Increase Disk Space by Adding More Disks

If you already have an existing encrypted LVM/LUKS setup, and want to increase the size by adding more disks, follow this procedure. The new disks to be added don't have to be the same size as previously added disks, but should the same size as all other new disks to be added right now. First, attach the new EBS volumes to the instance. Then, run these commands:

`sudo pvcreate /dev/xvdf5`
`sudo pvcreate /dev/xvdf6`

`sudo vgextend myvg /dev/xvdf5`
`sudo vgextend myvg /dev/xvdf6`

`sudo lvextend -i4 -I4 -l100%VG /dev/myvg/mylv`

`sudo cryptsetup resize /dev/mapper/myencryptedlv`

`sudo xfs_growfs /mnt/mymountpoint`

Verify using `df`.

Thinking Ahead

LVM and LUKS have been a tremendous help in managing Lucid's infrastructure. They have also presented their own set of problems and challenges. Allow me to shed some light on the fun you'll have in the near future.

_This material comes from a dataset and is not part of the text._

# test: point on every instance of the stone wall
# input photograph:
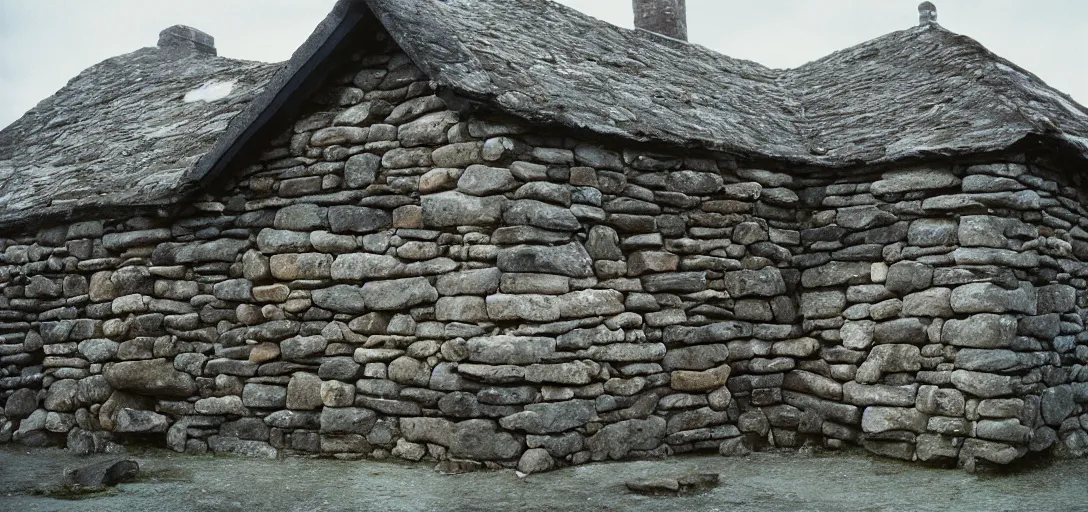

Think about taking snapshots, deleting unused snapshots, restoring from snapshots, migrating snapshots to other regions, and anything else you do with snapshots. Introducing more EBS volumes means introducing more complexity in their snapshots. This is nothing that a short script won't handle, but be aware that it can get painful. For ease of management, I recommend that each logical snapshot contains a UUID and a count of EBS volumes used to create it.

Server Reboots

With an encrypted disk, every time you reboot a server, manual intervention is required to bring it back up fully. It requires somebody with access to an encryption key be available 24/7. Also, starting a server takes an additional minute or so, because of the time to scp the file, remember the cryptsetup command, and mount the disk.

Key File Scrubbing

You don't want to leave your key files anywhere but secure locations. Every place you scp the file needs to be scrubbed. We use this simple command.

`shred -u luks1.key`

It overwrites the keyfile with random junk, and then deletes the file.


  1. Good review. I was wondering how does the system work with automatic snapshots? For instance system could be in the middle of writing to encrypted volume when snapshot is taken. Would this render snapshot useless?

    1. My snapshot process looks like this:

      1. flush the database
      2. lock the database
      3. lock the filesystem
      4. sync
      5. initiate the snapshot
      6. unlock everything

      I haven't had any problems with consistency or uselessness of snapshots.

  2. Nice post, can you clarify what is the purpose of having two luks.keys if they can both open the partition?

    1. Redundancy. The last thing I want is to lose a key or find out it's corrupted.

  3. Very nice. Can you explain how to restore file-system from ebs snapshots? each ebs snapshot should be attached and created as a pv, but the pvs of the original volumes are still attached to the system, so how do you create logical volume, replacing the existing one without erasing any data?

    1. The easiest way is to remove the original volumes. LVM uses device UUIDs to track the EBS volumes. If you restore a snapshot of the same volume to the same machine while the original volume is still attached, there will be 2 volumes with the same device UUID. This will confuse LVM. See for changing device UUIDs.

  4. This comment has been removed by the author.

  5. Wonder if you have automated your reboot by maybe downloading the luks key from lets say S3 on boot up using cloud-init or EC2 instance roles, so manual intervention is not needed? Obviously the same process will have to remove the key when finished.

    Although by now you might be using encrypted EBS volumes instead i thought might be worth asking.

    1. No, the encrypted volumes typically house MySQL databases. Because of a complicated MySQL server replication configuration, we choose not to automate the reboots.

      Since I wrote this post, AWS has announced encrypted EBS volumes. These use a more secure mechanism for reboot persistence of keys, but come with the downside that you have to re-encrypt the data for an off-site disaster recovery solution.